In the early months of 2017, I started a project: a presentation on polarization using Bowen Theory as a theoretical approach. The goal of the presentation was to present an emotionally neutral position that explored the underlying emotional processes for polarization. I presented my thinking to community organizations. The first version of the presentation was cutesy. I thought cuteness would make talking about polarization less intense. Over time, and as the presentation evolved, I moved away from cuteness and started to included scientific research and observations.
In each progression of the presentation, I concluded with differentiation of self. People heard my explanation of differentiation as a technique. What they heard was, “This is what you should do about polarization. This is what you shouldn’t do about polarization.” So, the improvements in the presentation were designed to move away from technique towards a focus on thinking.
In May of this year, I presented an updated version of the presentation at the 2nd International Conference of Bowen Theory in Hong Kong. It represented the best version of my thinking after eighteen months of applying Bowen Theory to the process of polarization in the family, the congregation and society.
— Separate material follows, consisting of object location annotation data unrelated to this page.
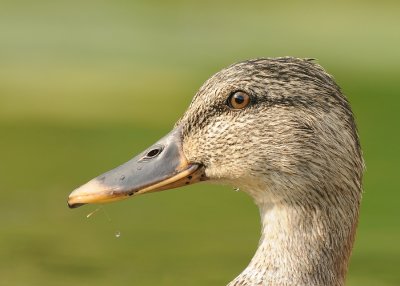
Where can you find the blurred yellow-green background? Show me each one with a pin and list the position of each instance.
(85, 85)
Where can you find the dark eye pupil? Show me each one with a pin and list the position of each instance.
(153, 153)
(239, 99)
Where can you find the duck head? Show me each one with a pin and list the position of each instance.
(267, 126)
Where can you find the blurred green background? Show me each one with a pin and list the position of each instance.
(85, 85)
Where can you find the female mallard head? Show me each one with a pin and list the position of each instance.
(281, 130)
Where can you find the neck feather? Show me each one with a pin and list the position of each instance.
(302, 244)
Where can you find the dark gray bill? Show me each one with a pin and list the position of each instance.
(162, 166)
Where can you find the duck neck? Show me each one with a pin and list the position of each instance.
(301, 245)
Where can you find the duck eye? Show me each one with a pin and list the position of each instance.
(153, 153)
(238, 100)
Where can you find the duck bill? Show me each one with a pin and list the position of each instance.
(162, 166)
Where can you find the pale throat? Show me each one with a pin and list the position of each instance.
(299, 245)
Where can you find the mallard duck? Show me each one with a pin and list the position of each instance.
(281, 130)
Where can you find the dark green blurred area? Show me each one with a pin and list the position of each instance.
(86, 85)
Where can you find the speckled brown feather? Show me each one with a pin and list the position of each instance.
(295, 150)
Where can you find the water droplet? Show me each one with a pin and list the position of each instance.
(92, 213)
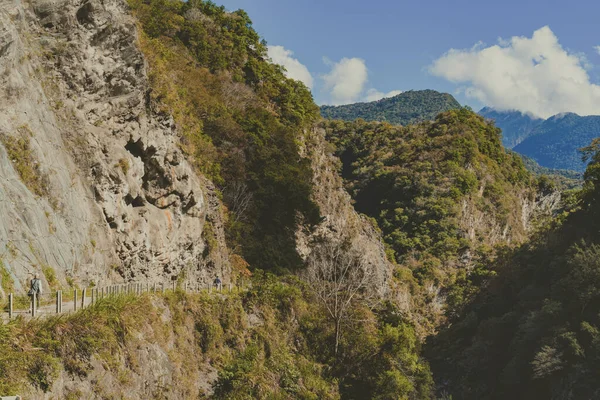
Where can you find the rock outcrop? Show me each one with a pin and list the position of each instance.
(112, 196)
(340, 222)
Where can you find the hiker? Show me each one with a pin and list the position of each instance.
(217, 283)
(36, 288)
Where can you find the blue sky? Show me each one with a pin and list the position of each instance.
(398, 42)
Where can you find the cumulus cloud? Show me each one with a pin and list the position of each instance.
(534, 75)
(294, 68)
(346, 80)
(374, 94)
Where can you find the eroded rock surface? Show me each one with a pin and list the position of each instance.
(121, 201)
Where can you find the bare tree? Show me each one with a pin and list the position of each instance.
(340, 275)
(239, 198)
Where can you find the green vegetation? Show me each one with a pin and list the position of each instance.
(415, 181)
(240, 118)
(26, 165)
(556, 142)
(404, 109)
(533, 329)
(515, 126)
(6, 279)
(560, 179)
(272, 342)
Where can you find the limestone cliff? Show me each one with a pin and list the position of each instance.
(93, 184)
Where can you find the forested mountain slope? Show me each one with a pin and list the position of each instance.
(533, 329)
(556, 142)
(403, 109)
(444, 193)
(515, 125)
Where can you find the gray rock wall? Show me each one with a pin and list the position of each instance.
(119, 200)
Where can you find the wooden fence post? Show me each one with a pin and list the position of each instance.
(10, 305)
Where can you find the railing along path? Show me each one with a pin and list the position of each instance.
(71, 300)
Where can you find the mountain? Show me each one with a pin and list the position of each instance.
(531, 329)
(556, 142)
(553, 143)
(406, 108)
(515, 125)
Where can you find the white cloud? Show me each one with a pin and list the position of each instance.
(295, 69)
(534, 75)
(346, 80)
(374, 94)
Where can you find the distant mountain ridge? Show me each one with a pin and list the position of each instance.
(404, 109)
(552, 143)
(515, 125)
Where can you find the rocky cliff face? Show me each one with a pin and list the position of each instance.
(93, 184)
(340, 222)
I liked the presentation. But it was that night, after my presentation, that I finally got it!
That night, I had an “aha” moment. It turned out to be an observation I knew better than anything I had presented in the afternoon. It was the result of years of work on differentiation in my family of origin. It’s a curious thing, the way the mind works. I never considered including this observation in the presentation.
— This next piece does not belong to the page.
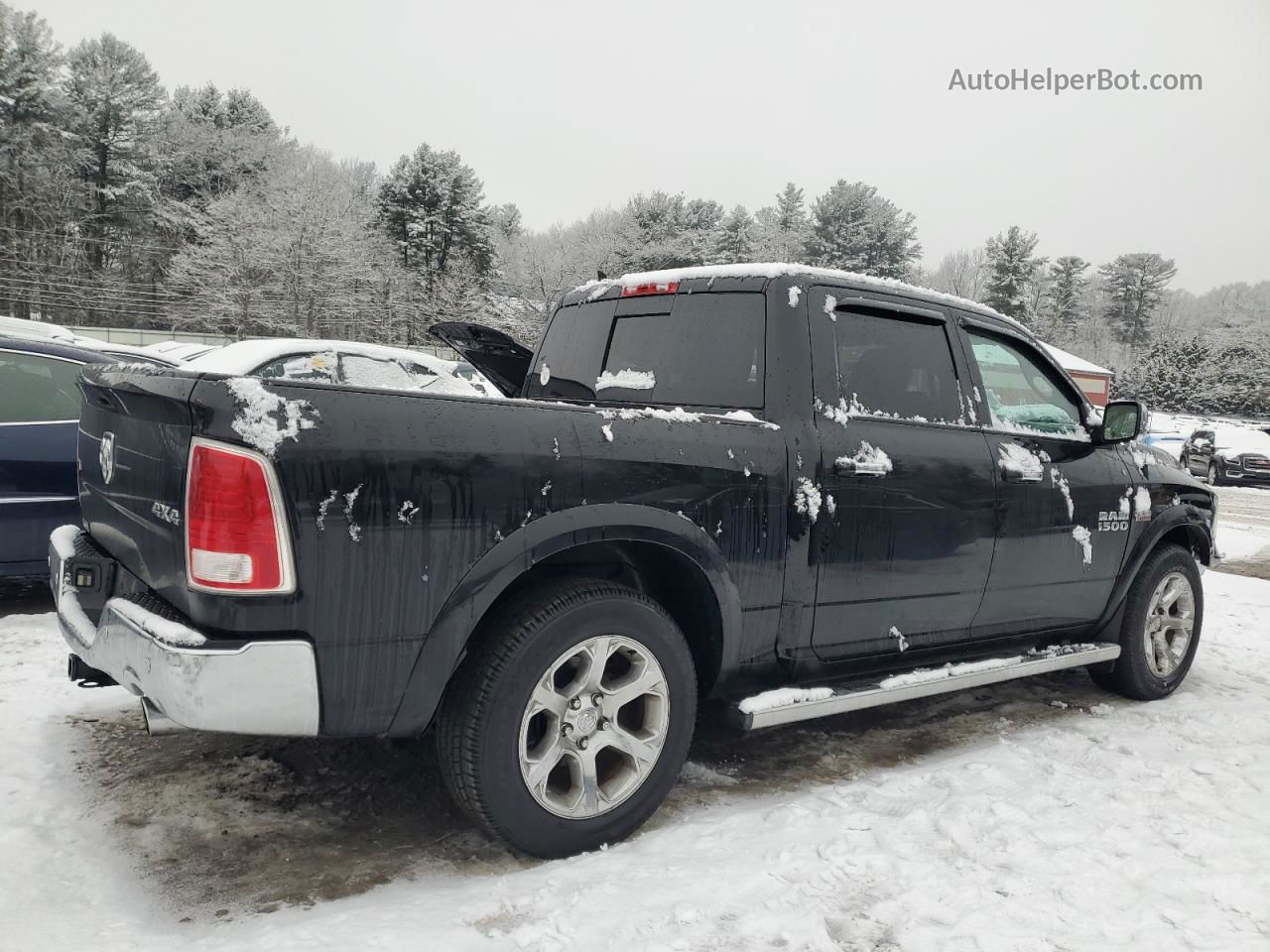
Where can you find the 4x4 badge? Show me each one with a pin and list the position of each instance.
(107, 457)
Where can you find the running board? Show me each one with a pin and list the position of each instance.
(789, 705)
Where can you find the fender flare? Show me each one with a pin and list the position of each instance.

Bowen Theory teaches that when anxiety goes up and reaches a certain threshold (which varies from person to person and family to family) anxiety generates reactivity. Humans have two primary ways of reacting to anxiety. One way is to move towards another in an effort to calm down oneself and others. If your spouse is upset about the behavior of a child, you move towards the spouse or the child to calm down the relationship system. Another way we react is to distance. If your sister is yelling at you about what you said to her child, instead of engaging her about the problem, you walk away. In some cases, people walk away for good.
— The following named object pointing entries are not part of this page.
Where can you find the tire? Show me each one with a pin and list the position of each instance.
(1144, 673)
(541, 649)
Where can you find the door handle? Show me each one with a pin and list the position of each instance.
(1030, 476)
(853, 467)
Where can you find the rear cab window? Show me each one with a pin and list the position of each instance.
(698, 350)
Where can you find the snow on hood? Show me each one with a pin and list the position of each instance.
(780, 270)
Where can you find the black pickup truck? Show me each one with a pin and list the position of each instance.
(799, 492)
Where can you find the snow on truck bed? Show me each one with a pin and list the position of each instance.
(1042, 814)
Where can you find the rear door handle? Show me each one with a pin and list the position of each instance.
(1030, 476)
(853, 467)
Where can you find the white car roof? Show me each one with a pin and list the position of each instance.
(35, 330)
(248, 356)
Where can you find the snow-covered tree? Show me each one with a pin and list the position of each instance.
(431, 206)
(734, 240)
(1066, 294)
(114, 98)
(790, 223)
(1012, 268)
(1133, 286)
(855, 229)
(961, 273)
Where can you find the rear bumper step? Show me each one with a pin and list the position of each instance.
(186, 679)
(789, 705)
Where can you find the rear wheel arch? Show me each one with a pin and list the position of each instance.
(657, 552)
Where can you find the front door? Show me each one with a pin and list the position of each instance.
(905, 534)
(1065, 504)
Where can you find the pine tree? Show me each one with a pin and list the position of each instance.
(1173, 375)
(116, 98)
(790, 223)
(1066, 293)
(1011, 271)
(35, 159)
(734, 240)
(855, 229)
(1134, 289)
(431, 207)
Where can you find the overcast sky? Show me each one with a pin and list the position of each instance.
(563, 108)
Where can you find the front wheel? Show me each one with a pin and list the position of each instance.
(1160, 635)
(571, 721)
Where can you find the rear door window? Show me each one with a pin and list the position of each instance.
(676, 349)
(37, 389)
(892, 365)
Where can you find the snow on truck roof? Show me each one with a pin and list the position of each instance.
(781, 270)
Bowen referred to anxiety as an electrical jolt. As one receives the anxious “jolt” one reacts automatically by either moving towards the other or by distancing. Part of the process of differentiation of self is learning to self-regulate and manage one’s automatic responses to the “jolt.”
That night in Hong Kong, I started thinking about the jolt. I've always thought about it as an issue of time. Seconds, really. When I receive a jolt of anxiety, I absorb it. I don’t react. I don’t pass it along. I let the energy diminish. It takes a few seconds. Then I work to engage thinking. I’ve observed that if I can experience the jolt without reacting, and then if I can "hang" with the other person for a moment (a matter of seconds, sometimes a few minutes as they do their jolting thing) on the other side of the experience are opportunities for thinking, differentiation and moving forward in the relationship system.
What I realized that night in Hong Kong is that this idea has implications for understanding polarization. The connection I made was how my reactivity to anxiety (either by reactively moving towards others or reactively distancing) contributes to the process of polarization in the family, the congregation and the nation. To the extent I can manage myself in the face of the jolt, I do not contribute to the polarization. Instead, differentiation provides an alternative way of responding.
This revelation came to me, not by thinking about a polarized nation or society and not by thinking about polarization in the church. It came to me as I was thinking about the family. And it is in the family that one can practice and work on differentiation.
Dr. Bowen identified differentiation in the Prayer of St. Frances of Assisi. I also think the prayer offers an alternative way of responding to the process of polarization. I’ve included it here for your consideration:
Lord make me an instrument of your peace
Where there is hatred,
Let me sow love;
Where there is injury, pardon;
Where there is doubt, faith;
Where there is despair, hope;
Where there is darkness, light;
And where there is sadness, Joy.
O Divine Master grant that I may not so much seek
To be consoled as to console;
To be understood, as to understand;
To be loved, as to love.
For it is in giving that we receive,
It is in pardoning that we are pardoned,
And it is in dying that we are born to eternal life.